I had the opportunity to meet with somebody from the (US Navy) SEAL Teams. The SEALs are one of the highest performing organizations on the planet.
I asked them: ‘How do you choose people for a team?’
I was told that they look at two metrics, two axes: performance (on the battlefield) and trust.
Regarding performance: Do you make the metrics? Do you make the numbers? Like, do you hit the revenue targets?
But regarding trust, I may trust you with my life, but I don’t trust you with my money or my wife. That’s how they put it.
Clearly nobody wants a low performer of low trust on the team. Clearly everybody wants a high performer of high trust.
But what they also learned is that the high performer of low trust, is a toxic team member. He eventually becomes a toxic leader if we keep promoting him. But he is a toxic team member. So they would rather have a medium performer of high trust. And sometimes even a low performer of high trust.
We have a million metrics at work for performance and we have negligible to no metrics for trust. It’s not that we don’t care about these things, it’s that we don’t know how to recognize these things. We don’t know who these people are.
But sometimes we do, and we say: ‘Why do you let that person to be in a team?’ And the reply is: ‘Ah, their numbers are so good.’
In other words we allow these people to stay even though they’re pulling down the performance of everybody else.

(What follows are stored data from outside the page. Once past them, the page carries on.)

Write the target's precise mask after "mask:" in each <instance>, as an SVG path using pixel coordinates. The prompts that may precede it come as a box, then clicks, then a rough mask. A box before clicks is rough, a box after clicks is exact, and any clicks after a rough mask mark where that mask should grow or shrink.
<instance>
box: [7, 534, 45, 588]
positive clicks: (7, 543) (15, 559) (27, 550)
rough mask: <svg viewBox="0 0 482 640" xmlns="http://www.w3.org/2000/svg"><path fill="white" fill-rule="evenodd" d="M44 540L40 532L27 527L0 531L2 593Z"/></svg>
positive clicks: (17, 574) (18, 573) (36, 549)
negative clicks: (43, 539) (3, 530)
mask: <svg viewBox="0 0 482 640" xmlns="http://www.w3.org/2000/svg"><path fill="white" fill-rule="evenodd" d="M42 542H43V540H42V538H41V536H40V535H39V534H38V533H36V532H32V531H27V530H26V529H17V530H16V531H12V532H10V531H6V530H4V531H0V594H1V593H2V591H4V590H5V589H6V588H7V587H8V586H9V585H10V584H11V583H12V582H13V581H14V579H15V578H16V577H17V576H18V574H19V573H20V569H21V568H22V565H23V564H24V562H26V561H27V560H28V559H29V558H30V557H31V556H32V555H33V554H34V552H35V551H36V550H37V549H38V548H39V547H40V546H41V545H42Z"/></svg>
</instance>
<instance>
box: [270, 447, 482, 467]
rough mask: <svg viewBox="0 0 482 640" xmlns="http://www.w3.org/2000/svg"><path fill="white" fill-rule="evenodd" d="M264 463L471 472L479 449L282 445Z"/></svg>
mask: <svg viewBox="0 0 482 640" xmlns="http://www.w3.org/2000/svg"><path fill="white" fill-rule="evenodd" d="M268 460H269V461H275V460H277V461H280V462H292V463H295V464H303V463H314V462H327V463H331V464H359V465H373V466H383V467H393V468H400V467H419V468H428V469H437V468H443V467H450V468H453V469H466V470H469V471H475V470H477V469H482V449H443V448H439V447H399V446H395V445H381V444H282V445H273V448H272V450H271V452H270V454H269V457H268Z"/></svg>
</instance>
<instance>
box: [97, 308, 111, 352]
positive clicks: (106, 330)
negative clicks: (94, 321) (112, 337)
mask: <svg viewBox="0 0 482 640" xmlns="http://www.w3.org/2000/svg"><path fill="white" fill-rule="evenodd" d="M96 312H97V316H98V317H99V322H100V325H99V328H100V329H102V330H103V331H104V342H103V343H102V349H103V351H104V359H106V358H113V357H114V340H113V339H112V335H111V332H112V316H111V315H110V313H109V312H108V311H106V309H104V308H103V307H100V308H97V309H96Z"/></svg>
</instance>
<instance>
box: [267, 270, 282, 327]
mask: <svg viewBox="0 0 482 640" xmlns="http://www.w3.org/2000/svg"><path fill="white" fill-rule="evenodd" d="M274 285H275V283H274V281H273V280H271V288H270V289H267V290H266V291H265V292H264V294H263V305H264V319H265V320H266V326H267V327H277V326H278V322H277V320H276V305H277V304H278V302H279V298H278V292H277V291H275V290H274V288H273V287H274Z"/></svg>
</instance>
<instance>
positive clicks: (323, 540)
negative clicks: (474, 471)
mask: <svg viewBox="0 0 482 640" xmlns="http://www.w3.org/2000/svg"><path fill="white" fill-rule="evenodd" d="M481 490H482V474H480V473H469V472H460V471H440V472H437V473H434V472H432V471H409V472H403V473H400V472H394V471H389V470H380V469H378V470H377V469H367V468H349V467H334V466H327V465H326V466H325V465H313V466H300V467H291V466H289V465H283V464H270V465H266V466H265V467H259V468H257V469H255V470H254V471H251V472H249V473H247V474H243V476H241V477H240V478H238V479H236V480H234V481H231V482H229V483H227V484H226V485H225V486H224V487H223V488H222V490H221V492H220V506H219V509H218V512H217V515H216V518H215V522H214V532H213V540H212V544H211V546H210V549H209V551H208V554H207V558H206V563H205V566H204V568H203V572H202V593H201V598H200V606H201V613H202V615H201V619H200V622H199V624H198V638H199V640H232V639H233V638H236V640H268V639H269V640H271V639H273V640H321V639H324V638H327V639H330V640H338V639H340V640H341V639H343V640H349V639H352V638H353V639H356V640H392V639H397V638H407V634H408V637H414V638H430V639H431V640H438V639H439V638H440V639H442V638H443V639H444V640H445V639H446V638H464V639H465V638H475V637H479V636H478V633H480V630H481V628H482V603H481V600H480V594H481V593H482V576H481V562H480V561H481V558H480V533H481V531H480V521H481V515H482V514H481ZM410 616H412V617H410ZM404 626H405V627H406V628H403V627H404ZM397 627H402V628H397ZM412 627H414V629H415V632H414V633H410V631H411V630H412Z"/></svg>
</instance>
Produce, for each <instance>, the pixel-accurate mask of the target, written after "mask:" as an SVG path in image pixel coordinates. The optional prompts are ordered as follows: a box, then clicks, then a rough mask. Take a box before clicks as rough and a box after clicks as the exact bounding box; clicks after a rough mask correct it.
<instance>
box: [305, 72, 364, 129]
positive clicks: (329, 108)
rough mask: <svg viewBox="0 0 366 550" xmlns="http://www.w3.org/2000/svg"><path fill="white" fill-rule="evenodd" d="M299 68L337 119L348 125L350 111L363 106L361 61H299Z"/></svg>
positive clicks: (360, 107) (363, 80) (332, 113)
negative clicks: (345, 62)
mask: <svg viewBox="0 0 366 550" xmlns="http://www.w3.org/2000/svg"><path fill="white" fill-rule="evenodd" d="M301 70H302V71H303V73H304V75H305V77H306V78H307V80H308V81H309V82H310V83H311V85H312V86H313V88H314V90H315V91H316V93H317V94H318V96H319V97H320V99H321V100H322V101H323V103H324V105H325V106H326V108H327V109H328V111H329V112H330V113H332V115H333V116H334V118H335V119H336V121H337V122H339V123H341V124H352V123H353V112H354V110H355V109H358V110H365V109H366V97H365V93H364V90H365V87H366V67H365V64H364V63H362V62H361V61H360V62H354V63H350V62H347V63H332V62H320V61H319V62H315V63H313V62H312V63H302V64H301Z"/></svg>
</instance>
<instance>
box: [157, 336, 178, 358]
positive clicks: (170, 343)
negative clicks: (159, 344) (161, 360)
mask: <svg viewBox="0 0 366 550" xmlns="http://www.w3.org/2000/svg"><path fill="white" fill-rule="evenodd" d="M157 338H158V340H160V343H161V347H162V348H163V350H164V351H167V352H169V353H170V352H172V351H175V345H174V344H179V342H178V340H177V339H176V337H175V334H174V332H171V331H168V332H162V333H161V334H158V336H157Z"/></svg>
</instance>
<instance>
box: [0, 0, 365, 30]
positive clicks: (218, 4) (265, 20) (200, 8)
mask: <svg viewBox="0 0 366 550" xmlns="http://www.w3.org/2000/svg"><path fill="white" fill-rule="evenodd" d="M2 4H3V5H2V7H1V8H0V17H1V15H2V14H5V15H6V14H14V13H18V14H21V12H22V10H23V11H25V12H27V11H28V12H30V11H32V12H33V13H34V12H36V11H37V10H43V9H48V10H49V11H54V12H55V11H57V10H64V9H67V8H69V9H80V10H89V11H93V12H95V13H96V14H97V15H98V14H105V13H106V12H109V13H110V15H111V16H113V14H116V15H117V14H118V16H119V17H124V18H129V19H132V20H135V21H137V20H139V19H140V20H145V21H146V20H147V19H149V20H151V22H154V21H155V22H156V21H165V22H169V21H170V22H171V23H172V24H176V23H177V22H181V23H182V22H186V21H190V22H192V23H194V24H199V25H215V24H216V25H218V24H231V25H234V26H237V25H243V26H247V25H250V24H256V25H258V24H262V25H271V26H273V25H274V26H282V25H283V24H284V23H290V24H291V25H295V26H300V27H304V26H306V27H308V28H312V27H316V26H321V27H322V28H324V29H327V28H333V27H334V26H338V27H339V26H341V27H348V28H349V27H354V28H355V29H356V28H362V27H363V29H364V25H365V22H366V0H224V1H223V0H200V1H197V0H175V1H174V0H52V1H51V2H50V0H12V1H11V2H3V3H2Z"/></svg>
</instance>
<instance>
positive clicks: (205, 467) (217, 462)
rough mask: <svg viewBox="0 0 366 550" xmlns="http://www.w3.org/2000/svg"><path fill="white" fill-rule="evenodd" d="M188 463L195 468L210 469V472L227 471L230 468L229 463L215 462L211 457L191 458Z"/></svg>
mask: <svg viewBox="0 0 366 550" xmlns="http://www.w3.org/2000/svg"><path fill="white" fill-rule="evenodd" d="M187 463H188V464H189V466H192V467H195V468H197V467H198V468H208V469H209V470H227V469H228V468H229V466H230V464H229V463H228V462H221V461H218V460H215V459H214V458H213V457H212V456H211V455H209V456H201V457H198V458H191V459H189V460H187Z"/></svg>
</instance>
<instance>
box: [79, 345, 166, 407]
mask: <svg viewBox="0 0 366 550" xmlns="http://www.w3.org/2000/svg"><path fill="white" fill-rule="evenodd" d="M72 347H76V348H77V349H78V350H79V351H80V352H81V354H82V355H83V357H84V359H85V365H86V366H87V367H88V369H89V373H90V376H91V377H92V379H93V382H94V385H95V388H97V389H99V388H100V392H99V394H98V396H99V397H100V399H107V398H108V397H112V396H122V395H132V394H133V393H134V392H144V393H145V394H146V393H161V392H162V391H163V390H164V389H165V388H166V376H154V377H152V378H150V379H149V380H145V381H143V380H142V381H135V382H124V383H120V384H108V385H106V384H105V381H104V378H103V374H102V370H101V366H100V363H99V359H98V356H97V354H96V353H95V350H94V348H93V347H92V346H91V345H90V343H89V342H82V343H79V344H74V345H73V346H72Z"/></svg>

Now that doesn’t mean we should immediately fire them. Just Iike I don’t believe you should immediately fire a low performer.
You should coach them and help them get their performance up. If somebody is of low trust we should coach them. But if they prove to be uncoachable, the cause is bigger than any of us and so it’s time to find some place where they would be happier. Because clearly if we’re not happy I can guarantee you’re not happy.